Before its listing yesterday, the complex nature of Vodacom's shareholding restricted its ability to make strategic decisions. With Vodafone now owning 65% of the group and Telkom relinquishing its share, the telecommunications company is set to move forward in a clear, new direction, according to analysts.

Vodacom released its first interim results as a listed company today, revealing a 14,5% growth in revenues, but a 22,2% drop in net profit. The group ascribed this drop to the charges related to the BBBEE deal and the tough economic environment.
"The results show the effects of the current hard times," says Frost & Sullivan ICT industry analyst Lindsey Mc Donald. "They have however managed to keep expenses relatively stable, while operating costs have risen at a steady rate."
She highlights the 28,8% growth in data revenues and 80% growth in Vodacom SA broadband customers as an indication of where future revenue growth can be expected.
"This growth is significant, but at the same time it's coming off a relatively small base," Mc Donald says. "We still haven't seen the ramp up in broadband services from fixed-line operators that we would like, so Vodacom's coverage is perceived to be the most comprehensive and reliable.

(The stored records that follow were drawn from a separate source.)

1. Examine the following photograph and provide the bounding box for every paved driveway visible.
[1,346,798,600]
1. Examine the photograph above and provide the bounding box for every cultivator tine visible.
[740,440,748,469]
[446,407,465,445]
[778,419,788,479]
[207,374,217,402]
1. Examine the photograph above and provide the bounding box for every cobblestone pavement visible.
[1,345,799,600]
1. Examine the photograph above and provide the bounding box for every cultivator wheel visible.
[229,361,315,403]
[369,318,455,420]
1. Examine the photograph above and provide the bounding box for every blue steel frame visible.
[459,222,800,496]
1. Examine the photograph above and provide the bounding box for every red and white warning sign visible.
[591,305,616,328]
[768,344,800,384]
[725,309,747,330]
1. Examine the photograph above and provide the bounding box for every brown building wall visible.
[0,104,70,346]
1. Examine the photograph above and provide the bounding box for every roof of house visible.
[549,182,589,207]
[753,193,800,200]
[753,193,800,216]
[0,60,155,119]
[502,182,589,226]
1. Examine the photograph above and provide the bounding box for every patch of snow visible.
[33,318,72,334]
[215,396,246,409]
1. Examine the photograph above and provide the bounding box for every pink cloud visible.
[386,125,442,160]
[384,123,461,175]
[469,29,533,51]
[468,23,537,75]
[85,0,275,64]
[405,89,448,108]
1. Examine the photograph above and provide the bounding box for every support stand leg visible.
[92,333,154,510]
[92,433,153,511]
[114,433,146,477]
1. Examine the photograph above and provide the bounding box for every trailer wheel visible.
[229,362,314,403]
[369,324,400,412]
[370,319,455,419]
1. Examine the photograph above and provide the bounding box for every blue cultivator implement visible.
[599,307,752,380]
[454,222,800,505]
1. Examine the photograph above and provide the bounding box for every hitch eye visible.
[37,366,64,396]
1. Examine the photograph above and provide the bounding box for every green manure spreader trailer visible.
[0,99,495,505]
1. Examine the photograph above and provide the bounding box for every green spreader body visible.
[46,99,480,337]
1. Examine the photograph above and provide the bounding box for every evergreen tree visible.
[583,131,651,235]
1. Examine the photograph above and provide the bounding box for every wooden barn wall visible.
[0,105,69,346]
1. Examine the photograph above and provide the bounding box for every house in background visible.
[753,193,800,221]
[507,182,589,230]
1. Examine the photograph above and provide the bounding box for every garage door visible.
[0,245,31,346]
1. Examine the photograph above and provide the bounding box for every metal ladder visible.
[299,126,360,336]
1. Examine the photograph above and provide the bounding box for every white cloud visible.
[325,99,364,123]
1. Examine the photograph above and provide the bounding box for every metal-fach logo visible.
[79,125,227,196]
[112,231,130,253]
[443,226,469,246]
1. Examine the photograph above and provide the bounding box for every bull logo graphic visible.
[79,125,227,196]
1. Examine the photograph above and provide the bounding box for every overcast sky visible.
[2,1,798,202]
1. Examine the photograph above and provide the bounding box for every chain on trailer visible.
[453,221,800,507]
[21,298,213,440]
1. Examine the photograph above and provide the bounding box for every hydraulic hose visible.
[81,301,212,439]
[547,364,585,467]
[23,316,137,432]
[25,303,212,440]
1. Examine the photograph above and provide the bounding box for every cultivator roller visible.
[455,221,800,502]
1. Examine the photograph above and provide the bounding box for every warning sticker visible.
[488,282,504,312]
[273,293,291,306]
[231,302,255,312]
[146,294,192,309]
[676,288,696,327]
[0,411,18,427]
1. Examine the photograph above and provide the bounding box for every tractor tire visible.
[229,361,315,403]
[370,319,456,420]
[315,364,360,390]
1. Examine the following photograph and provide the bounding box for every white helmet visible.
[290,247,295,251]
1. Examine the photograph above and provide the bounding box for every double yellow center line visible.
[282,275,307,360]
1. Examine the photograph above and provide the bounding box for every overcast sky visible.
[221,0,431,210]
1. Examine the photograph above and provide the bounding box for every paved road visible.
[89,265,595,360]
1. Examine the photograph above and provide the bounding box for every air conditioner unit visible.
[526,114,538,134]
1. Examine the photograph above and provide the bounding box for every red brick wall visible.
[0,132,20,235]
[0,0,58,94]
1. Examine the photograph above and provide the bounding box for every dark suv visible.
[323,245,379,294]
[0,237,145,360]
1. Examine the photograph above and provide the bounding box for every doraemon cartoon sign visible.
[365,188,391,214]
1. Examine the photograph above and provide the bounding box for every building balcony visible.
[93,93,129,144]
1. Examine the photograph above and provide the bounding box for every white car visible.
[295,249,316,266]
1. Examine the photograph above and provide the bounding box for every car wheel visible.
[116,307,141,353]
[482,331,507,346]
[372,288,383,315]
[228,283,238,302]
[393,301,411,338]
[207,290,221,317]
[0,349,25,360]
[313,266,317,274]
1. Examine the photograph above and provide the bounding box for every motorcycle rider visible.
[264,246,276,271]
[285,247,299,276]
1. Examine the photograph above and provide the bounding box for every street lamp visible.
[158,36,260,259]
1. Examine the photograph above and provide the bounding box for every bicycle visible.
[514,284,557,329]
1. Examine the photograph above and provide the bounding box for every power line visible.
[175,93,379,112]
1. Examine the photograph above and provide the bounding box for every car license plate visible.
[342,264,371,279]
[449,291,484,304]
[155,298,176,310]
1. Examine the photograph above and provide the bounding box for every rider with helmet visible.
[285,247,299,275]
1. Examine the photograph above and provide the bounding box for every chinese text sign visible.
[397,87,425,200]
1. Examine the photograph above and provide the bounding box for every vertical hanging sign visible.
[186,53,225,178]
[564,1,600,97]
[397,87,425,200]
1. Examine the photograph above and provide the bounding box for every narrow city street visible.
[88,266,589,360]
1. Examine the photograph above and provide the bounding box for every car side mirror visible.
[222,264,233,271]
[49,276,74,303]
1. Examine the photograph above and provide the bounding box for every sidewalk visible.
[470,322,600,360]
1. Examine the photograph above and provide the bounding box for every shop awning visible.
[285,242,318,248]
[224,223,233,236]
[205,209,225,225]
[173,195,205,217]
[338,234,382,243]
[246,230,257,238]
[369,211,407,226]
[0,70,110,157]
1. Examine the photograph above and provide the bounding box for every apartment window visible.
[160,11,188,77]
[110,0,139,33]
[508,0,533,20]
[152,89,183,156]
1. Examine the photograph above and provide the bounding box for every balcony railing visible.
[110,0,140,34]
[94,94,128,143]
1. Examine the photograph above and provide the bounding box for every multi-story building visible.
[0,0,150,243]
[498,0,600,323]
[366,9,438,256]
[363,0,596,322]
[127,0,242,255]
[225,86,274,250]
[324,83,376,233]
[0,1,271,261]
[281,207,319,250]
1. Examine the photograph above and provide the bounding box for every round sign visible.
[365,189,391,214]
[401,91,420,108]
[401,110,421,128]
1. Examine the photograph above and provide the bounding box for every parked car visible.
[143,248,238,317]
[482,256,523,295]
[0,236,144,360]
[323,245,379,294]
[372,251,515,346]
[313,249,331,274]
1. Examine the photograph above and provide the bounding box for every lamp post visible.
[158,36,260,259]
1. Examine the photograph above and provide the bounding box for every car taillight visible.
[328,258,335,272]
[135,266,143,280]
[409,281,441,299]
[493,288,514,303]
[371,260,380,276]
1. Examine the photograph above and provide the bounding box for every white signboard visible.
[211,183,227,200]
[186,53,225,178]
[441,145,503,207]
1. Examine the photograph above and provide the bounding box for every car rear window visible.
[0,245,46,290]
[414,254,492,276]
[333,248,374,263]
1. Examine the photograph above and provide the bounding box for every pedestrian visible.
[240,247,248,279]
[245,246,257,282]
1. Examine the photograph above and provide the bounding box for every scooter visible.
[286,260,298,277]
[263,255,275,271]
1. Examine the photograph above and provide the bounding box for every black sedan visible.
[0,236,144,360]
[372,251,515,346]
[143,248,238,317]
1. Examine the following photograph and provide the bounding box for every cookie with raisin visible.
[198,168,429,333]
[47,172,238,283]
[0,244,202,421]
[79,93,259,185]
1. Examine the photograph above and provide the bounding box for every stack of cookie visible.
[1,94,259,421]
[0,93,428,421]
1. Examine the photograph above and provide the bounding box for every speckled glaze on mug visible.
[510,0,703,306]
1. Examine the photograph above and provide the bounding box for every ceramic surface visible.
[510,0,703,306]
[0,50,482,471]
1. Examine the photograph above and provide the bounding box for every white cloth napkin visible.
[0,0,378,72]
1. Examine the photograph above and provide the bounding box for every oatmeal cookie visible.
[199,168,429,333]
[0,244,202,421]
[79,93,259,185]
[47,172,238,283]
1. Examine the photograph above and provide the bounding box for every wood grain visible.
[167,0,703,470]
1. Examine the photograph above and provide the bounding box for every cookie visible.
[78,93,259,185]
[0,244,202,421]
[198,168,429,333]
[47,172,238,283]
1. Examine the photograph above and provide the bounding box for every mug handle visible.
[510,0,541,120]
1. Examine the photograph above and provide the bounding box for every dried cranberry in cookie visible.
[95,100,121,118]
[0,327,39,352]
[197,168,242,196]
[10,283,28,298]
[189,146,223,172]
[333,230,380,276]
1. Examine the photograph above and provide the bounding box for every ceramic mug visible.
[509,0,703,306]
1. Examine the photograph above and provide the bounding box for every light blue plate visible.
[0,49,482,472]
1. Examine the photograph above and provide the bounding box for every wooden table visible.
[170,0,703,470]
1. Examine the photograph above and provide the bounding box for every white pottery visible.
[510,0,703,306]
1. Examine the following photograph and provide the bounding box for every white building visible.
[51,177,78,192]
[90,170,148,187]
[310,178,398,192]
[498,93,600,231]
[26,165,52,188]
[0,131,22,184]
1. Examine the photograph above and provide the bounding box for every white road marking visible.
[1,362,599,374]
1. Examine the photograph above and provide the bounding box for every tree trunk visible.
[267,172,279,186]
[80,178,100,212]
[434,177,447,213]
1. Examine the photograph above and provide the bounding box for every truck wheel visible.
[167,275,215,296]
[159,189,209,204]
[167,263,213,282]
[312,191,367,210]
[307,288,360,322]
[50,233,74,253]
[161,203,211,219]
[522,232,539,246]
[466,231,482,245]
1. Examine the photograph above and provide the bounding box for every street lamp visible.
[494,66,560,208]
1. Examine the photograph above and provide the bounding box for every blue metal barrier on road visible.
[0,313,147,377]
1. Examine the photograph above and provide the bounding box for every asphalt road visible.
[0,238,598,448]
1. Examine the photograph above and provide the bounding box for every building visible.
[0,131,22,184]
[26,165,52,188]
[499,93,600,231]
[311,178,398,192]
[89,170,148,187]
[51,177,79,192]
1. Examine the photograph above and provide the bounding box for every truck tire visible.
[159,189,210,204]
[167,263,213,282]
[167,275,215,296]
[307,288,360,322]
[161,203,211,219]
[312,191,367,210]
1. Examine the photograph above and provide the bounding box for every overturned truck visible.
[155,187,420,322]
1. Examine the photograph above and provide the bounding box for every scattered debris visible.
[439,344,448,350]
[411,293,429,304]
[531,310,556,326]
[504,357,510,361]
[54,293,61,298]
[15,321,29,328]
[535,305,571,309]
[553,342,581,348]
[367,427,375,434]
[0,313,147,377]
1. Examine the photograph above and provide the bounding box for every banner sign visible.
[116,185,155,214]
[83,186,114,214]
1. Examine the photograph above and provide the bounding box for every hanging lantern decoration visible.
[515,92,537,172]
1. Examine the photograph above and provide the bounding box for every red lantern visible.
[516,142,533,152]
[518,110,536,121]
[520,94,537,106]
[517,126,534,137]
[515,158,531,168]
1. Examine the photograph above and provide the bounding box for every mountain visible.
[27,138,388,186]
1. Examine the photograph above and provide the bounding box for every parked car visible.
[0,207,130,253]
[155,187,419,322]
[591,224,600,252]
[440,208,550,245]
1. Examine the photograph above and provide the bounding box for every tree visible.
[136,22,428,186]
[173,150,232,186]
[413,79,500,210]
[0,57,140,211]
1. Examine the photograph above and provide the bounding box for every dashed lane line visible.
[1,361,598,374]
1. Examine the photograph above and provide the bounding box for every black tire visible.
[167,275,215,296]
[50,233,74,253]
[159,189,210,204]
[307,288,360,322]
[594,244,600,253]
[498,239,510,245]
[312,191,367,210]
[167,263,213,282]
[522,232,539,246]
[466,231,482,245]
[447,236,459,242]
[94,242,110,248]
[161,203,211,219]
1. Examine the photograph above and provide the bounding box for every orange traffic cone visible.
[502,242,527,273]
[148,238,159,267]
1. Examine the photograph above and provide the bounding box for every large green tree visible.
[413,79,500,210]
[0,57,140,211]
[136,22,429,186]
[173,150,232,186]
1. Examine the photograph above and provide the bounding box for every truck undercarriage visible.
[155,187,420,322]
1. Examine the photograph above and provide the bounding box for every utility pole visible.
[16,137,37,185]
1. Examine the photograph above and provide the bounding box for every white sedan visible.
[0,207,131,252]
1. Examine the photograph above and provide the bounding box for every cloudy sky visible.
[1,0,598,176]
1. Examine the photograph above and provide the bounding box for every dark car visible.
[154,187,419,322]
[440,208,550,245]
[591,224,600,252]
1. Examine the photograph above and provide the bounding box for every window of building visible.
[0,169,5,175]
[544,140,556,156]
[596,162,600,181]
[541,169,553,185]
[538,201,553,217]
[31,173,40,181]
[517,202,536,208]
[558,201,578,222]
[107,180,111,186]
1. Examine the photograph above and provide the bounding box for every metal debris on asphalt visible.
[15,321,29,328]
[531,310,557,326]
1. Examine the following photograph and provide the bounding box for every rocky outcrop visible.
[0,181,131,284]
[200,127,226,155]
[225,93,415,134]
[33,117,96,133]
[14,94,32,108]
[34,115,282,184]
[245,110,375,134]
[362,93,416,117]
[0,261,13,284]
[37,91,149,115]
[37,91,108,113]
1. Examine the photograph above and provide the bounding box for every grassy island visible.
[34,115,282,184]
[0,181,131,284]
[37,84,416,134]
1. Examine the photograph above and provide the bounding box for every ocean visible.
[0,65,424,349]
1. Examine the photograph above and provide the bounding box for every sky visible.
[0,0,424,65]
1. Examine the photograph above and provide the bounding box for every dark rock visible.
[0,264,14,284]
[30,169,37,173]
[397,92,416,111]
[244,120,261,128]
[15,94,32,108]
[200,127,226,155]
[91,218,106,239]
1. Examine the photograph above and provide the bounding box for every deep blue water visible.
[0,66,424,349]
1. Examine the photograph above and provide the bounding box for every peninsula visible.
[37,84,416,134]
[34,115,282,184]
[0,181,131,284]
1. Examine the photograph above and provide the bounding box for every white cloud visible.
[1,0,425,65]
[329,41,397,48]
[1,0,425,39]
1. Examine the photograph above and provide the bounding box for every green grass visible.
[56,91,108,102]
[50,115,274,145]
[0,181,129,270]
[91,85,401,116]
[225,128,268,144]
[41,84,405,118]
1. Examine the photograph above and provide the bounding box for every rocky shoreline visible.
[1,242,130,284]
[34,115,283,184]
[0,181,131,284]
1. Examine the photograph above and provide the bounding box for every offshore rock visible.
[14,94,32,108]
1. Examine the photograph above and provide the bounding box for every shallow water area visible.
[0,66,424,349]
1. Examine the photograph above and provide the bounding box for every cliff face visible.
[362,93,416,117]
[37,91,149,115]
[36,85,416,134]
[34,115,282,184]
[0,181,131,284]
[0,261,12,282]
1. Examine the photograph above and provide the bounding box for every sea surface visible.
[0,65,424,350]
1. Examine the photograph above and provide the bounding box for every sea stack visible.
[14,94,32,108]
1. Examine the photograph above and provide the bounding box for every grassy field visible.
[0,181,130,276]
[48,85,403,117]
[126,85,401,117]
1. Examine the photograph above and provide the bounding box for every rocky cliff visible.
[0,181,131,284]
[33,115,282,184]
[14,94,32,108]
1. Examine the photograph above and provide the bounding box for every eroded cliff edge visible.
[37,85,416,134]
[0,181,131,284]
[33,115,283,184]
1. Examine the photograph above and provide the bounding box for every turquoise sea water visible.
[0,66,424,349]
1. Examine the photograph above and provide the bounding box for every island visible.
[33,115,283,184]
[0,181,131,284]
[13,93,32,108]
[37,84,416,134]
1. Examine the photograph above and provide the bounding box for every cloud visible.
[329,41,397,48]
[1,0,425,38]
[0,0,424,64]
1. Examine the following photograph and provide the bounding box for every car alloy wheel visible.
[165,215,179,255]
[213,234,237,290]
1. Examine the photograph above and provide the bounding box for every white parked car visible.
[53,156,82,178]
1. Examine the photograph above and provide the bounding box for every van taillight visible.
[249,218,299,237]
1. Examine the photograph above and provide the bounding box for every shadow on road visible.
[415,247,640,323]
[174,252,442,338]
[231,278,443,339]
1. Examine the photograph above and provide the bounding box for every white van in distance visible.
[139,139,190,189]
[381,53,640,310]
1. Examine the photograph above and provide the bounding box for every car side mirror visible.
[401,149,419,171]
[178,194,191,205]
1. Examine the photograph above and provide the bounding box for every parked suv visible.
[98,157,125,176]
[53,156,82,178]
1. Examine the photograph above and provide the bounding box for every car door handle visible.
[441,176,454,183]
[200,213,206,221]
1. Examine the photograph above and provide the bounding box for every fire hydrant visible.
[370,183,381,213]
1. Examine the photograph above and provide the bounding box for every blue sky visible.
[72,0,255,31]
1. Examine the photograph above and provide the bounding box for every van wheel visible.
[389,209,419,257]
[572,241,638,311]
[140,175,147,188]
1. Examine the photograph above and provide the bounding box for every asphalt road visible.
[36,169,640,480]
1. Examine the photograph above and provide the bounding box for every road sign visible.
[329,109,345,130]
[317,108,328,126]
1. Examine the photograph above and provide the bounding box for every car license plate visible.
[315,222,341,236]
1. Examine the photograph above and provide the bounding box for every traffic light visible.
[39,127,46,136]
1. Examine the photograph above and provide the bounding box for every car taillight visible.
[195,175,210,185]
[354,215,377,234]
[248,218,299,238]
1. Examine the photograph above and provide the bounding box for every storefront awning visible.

That's why it has become a leader."
She adds that Vodacom in South Africa has also been able to offer a greater range of top-end products such as Blackberry and smart phones than its competitors. This has given it a distinct advantage in this segment.
Mc Donald expects that the next year will see Vodacom make a concerted effort to enter other African markets. However, she warns that this will require a clear strategy.
"There is already very well established competition from the likes of MTN and Zain in the rest of Africa," she cautions. "These operators also already have strong value propositions, such as MTN's one rate for roaming in Africa and Zain's One Network. Vodacom will need to offer something unique."
She adds that the operator is likely to take its services into the rest of the continent through further acquisitions.
"The acquisition of Gateway is important as it provides an instrument for them to provide services into Africa," she says. "But finding new targets will be tough. MTN and Zain are likely to have already considered good targets and there might not be much left for Vodacom."
Mc Donald believes that part of the key to Vodacom's success will be to ensure that what the group offers in Africa is not just Vodafone by another name. The group will need to provide something that is particularly suited to the needs of the continent.
For the six months ended 31 March 2009, Vodacom reported a 14,5% growth in revenue to R55,2-billion. EBIDTA increased 10,5% to R18,2-billion while data revenue was up 28,8% to R6,4-billion.
It increased the number of customers by 16,5% to 39,6-million but broadband customers increased by 80%. There are almost 5-million Vodacom mobile Internet users in South Africa.
During the period, it completed its BBBEE transaction and also acquired pan-African communications provider Gateway.